The Pale King - David Foster Wallace

This week, I finished two novels, The Pale King by David Foster Wallace, and Serotonin by Michel Houellebecq.

Here is my brief review of The Pale King, entitled ‘Unfinished enlightenment’.

In this, Wallace’s so-called  unfinished novel, that is actually at times part memoir and part journalistic feat compiled by his friend and editor posthumously (for Wallace) about his 13 months working for ‘the Service’ at Lake James Illinois’s IRS Post 047 while serving suspension from university (all explained in the book’s Foreword, beginning on page 66 of the first  edition hardcover from Little, Brown), there is not only an inside look  at the ‘Initiative’, which changed the IRS (forever) in the 80s from a  moral entity into a profit-motivated bureaucracy with the assistance of  advancing computer technology (see ANADA), but also a sensitive,  serious, yet hardly cynical lens—actually multiple lenses, since Wallace  attracts … read the full review

A-

PS After writing the review excerpted above, I found Jon Baskin’s book, Ordinary Unhappiness: The Therapeutic Fiction of David Foster Wallace, which includes a section on The Pale King, where the intrigued reader will undoubtedly find insights he hadn’t himself noticed—such as that Wallace with The Pale King is suggesting “that a whole culture can persist in a state of immaturity  and blindness to itself” (131)—which inspires me to reach for an even closer reading in my upcoming efforts.



Serotonin - Michel Houellebecq

To me, Serotonin asks, Is love possible?
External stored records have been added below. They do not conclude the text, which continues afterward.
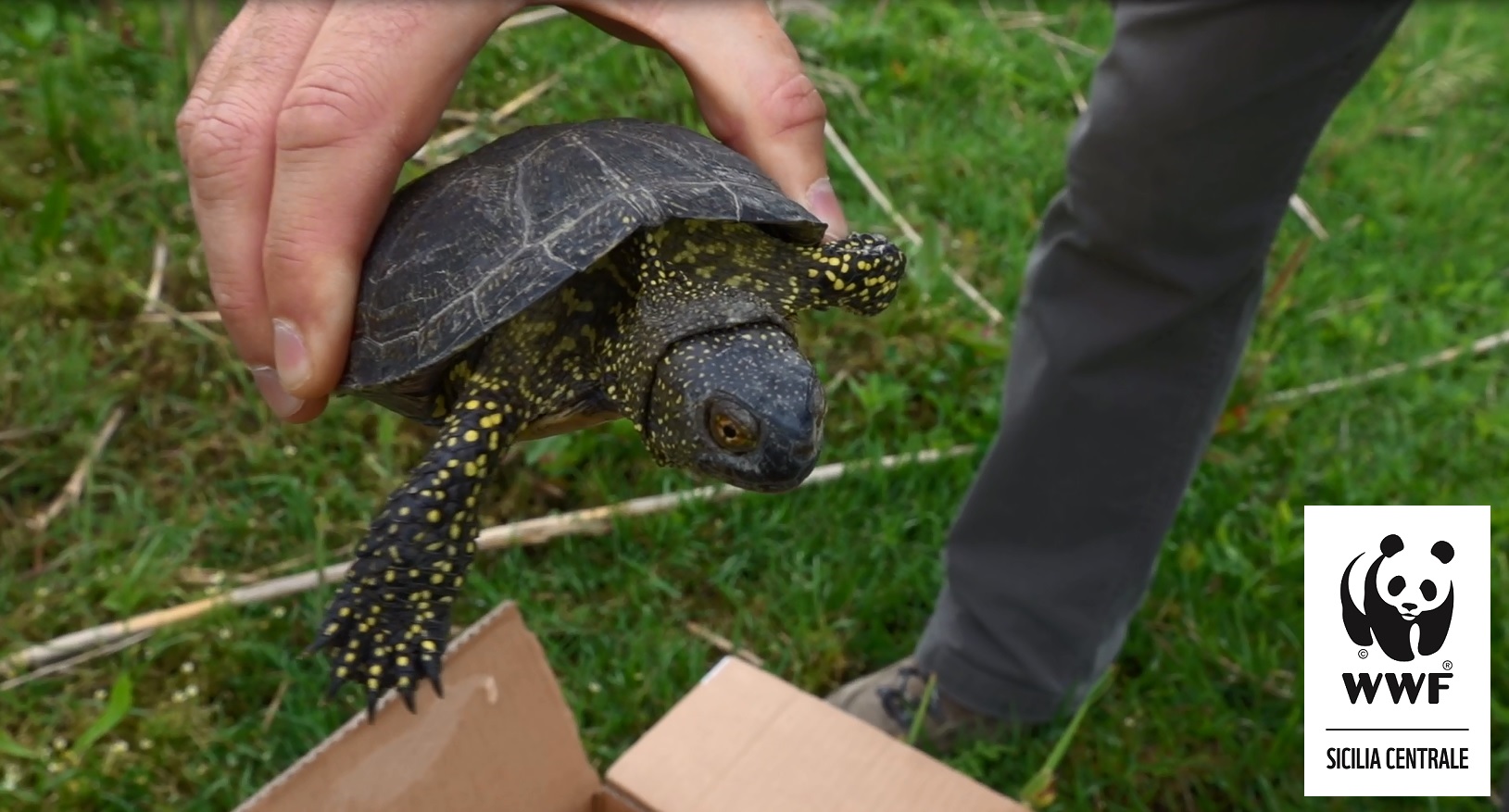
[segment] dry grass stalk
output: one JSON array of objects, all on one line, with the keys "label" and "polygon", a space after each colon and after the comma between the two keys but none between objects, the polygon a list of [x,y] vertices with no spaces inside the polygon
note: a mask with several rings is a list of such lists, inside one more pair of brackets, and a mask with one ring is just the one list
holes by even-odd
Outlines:
[{"label": "dry grass stalk", "polygon": [[1302,397],[1317,395],[1322,392],[1334,392],[1337,389],[1360,386],[1363,383],[1372,383],[1373,380],[1391,377],[1400,373],[1406,373],[1409,370],[1428,370],[1431,367],[1440,367],[1441,364],[1449,364],[1462,356],[1483,355],[1489,350],[1503,346],[1509,346],[1509,331],[1503,331],[1494,335],[1485,335],[1465,347],[1450,347],[1437,353],[1420,356],[1414,361],[1400,361],[1397,364],[1387,364],[1384,367],[1367,370],[1366,373],[1349,374],[1345,377],[1334,377],[1331,380],[1322,380],[1319,383],[1311,383],[1308,386],[1296,386],[1293,389],[1281,389],[1278,392],[1274,392],[1262,398],[1260,401],[1281,403],[1286,400],[1296,400]]},{"label": "dry grass stalk", "polygon": [[267,709],[263,711],[263,732],[264,734],[273,726],[273,720],[278,718],[278,708],[282,708],[282,697],[284,697],[284,694],[288,693],[288,685],[291,685],[291,684],[293,684],[291,679],[284,678],[282,682],[278,684],[278,690],[273,693],[273,700],[267,703]]},{"label": "dry grass stalk", "polygon": [[121,427],[121,421],[125,420],[125,406],[116,406],[110,417],[104,421],[104,426],[95,433],[94,442],[89,444],[89,451],[85,454],[78,465],[74,466],[74,472],[68,477],[68,483],[63,484],[63,491],[53,498],[44,510],[26,521],[26,527],[41,533],[47,530],[47,525],[53,524],[63,510],[68,510],[74,503],[83,497],[85,480],[89,478],[89,471],[94,469],[95,462],[104,451],[104,447],[115,436],[116,429]]},{"label": "dry grass stalk", "polygon": [[1307,204],[1305,199],[1301,198],[1298,193],[1289,196],[1289,208],[1296,216],[1299,216],[1299,219],[1305,223],[1305,228],[1308,228],[1310,232],[1316,235],[1316,238],[1319,240],[1331,238],[1331,232],[1328,232],[1325,226],[1320,225],[1320,219],[1316,217],[1316,213],[1310,208],[1310,204]]},{"label": "dry grass stalk", "polygon": [[[874,460],[836,462],[822,465],[812,471],[812,475],[809,475],[801,486],[807,488],[831,481],[845,474],[871,468],[890,469],[907,465],[936,463],[967,454],[973,450],[973,445],[955,445],[952,448],[933,448],[911,454],[890,454]],[[542,543],[558,536],[601,533],[608,527],[608,522],[616,518],[662,513],[682,504],[726,500],[739,494],[745,494],[745,491],[739,491],[738,488],[729,484],[709,484],[691,491],[676,491],[672,494],[640,497],[608,506],[589,507],[572,513],[539,516],[521,522],[489,527],[481,531],[477,546],[480,549],[498,549],[506,546]],[[113,623],[104,623],[65,634],[0,660],[0,670],[24,672],[36,669],[59,658],[71,657],[80,651],[115,643],[125,635],[148,632],[190,620],[214,608],[261,604],[290,595],[299,595],[315,589],[320,584],[338,581],[343,575],[346,575],[346,571],[350,566],[350,561],[343,561],[323,569],[249,584],[211,598],[180,604],[177,607],[148,611],[127,620],[116,620]]]},{"label": "dry grass stalk", "polygon": [[[161,305],[161,302],[158,302]],[[180,311],[174,309],[171,312],[143,312],[136,317],[142,324],[171,324],[177,321],[190,321],[195,324],[217,324],[222,321],[220,311],[213,309],[196,309],[196,311]]]},{"label": "dry grass stalk", "polygon": [[1061,33],[1053,33],[1053,32],[1050,32],[1050,30],[1047,30],[1044,27],[1037,27],[1035,30],[1037,30],[1037,35],[1041,36],[1044,42],[1047,42],[1049,45],[1053,45],[1055,48],[1064,48],[1065,51],[1074,51],[1079,56],[1089,57],[1089,59],[1099,59],[1100,57],[1100,51],[1091,48],[1089,45],[1082,45],[1079,42],[1074,42],[1073,39],[1070,39],[1070,38],[1067,38],[1067,36],[1064,36]]},{"label": "dry grass stalk", "polygon": [[691,632],[694,637],[699,637],[699,638],[705,640],[709,646],[712,646],[714,649],[718,649],[723,654],[730,654],[733,657],[738,657],[739,660],[742,660],[742,661],[745,661],[745,663],[748,663],[748,664],[751,664],[751,666],[754,666],[758,669],[764,669],[765,667],[765,661],[761,660],[761,657],[758,654],[754,654],[754,652],[751,652],[748,649],[741,649],[741,647],[735,646],[732,640],[729,640],[727,637],[723,637],[721,634],[709,629],[708,626],[703,626],[702,623],[697,623],[694,620],[688,622],[687,623],[687,631]]},{"label": "dry grass stalk", "polygon": [[85,649],[85,651],[75,654],[74,657],[69,657],[68,660],[60,660],[57,663],[51,663],[51,664],[47,664],[47,666],[42,666],[41,669],[36,669],[35,672],[24,673],[21,676],[17,676],[17,678],[12,678],[12,679],[6,679],[5,682],[0,682],[0,693],[9,691],[12,688],[20,688],[21,685],[26,685],[27,682],[36,682],[38,679],[42,679],[45,676],[53,676],[54,673],[63,673],[63,672],[66,672],[66,670],[69,670],[69,669],[72,669],[75,666],[81,666],[81,664],[91,661],[91,660],[98,660],[101,657],[112,655],[112,654],[115,654],[118,651],[128,649],[128,647],[140,643],[142,640],[146,640],[151,635],[152,635],[151,631],[139,631],[136,634],[128,634],[128,635],[125,635],[125,637],[122,637],[119,640],[112,640],[110,643],[106,643],[103,646],[95,646],[92,649]]},{"label": "dry grass stalk", "polygon": [[[865,166],[859,163],[859,158],[856,158],[854,152],[848,148],[847,143],[844,143],[844,137],[839,136],[839,131],[833,128],[833,124],[824,124],[822,131],[827,136],[828,143],[831,143],[833,148],[839,152],[839,157],[844,158],[844,163],[848,165],[850,171],[854,172],[854,177],[859,178],[859,183],[865,186],[865,192],[869,192],[869,196],[874,198],[877,204],[880,204],[880,208],[884,210],[887,216],[890,216],[892,222],[896,223],[896,228],[901,229],[901,234],[908,241],[911,241],[913,246],[922,248],[922,235],[917,234],[917,229],[911,228],[911,223],[907,222],[907,219],[902,217],[899,211],[896,211],[896,207],[892,205],[890,198],[887,198],[886,193],[880,190],[880,186],[875,184],[875,178],[872,178],[869,172],[865,171]],[[949,267],[945,267],[943,272],[948,273],[949,279],[952,279],[954,285],[958,287],[958,290],[961,290],[964,296],[967,296],[972,302],[979,305],[979,309],[985,311],[985,315],[990,318],[991,326],[1005,321],[1005,317],[1000,315],[1000,311],[996,309],[996,306],[991,305],[990,300],[985,299],[978,288],[975,288],[975,285],[969,284],[969,279],[964,279],[963,276],[958,275],[958,272]]]},{"label": "dry grass stalk", "polygon": [[545,6],[545,8],[540,8],[540,9],[530,9],[527,12],[516,14],[516,15],[507,18],[502,23],[502,26],[498,26],[498,30],[504,30],[506,32],[509,29],[522,29],[524,26],[534,26],[536,23],[546,23],[549,20],[558,20],[561,17],[566,17],[567,14],[570,14],[570,12],[567,12],[566,9],[563,9],[560,6]]}]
You might add, in today’s advanced late-modern state.

If you have the chance to love, and live, take it.

B+

PS If we are comparing Houellebecq’s recent works, I slightly prefer Serotonin to Submission, though Submission was banned in France the day it came out (also the day of the Charlie Hebdo shooting in Paris on Janaury 7, 2015), which may pique your interest. I was generally alerted to Houellebecq by Douglas Murray’s The Strange Death of Europe, wherein Houellebecq is described as the ‘great poet of nihilism’, though I don’t see Houellebecq as a nihilist—of course he seems to understand the concept intimately—but rather as a kind of warrior against it. If you’re preferring a lighter (quicker) read this week, go with Serotonin, especially if you haven’t read as many French writers.



Something shorter

Even as my recent focus is on novels, I appreciate that some prefer shorter, perhaps more esoteric, recommendations.

Here are two quality essays:

"How Long Is the Coast of Britain? Statistical Self-Similarity and Fractional Dimension" is a paper by mathematician Benoît Mandelbrot, first published in Science in 5 May 1967, building on Jacques Richardson’s study of power laws with regard to deaths in armed conflict, which produced War, Science, and Terrorism: From Laboratory to Open Conflict. (Hat tip Geoffrey West in Scale: The Universal Laws of Life, Growth, and Death in Organisms, Cities, and Companies.)

"Missed Opportunities" by Freeman J. Dyson on the importance of keeping in touch with various chapters of science to make discoveries. (Hat tip to Eric Weinstein on The Portal, podcast ep. 24 with big-wave surfer Kai Lenny, To Play and Flirt with Giants.)


“A half-read book is a half-finished love affair.”


Ongoing nonfiction

Conversations of Goethe with Johann Peter Eckermann - Johann Peter Eckermann

Where I’ve Been, and Where I’m Going - Joyce Carol Oates

Until next week!  -E

PS Why send these emails on Friday? Because you can, if you like, order the book/s and be reading by Sunday, a good day to read, or, if you prefer, take a stroll (Fridays are good for walks, stretching the legs after the week in your office chair) to your nearby bookstore or library to reserve your selection. Be well and happy reading.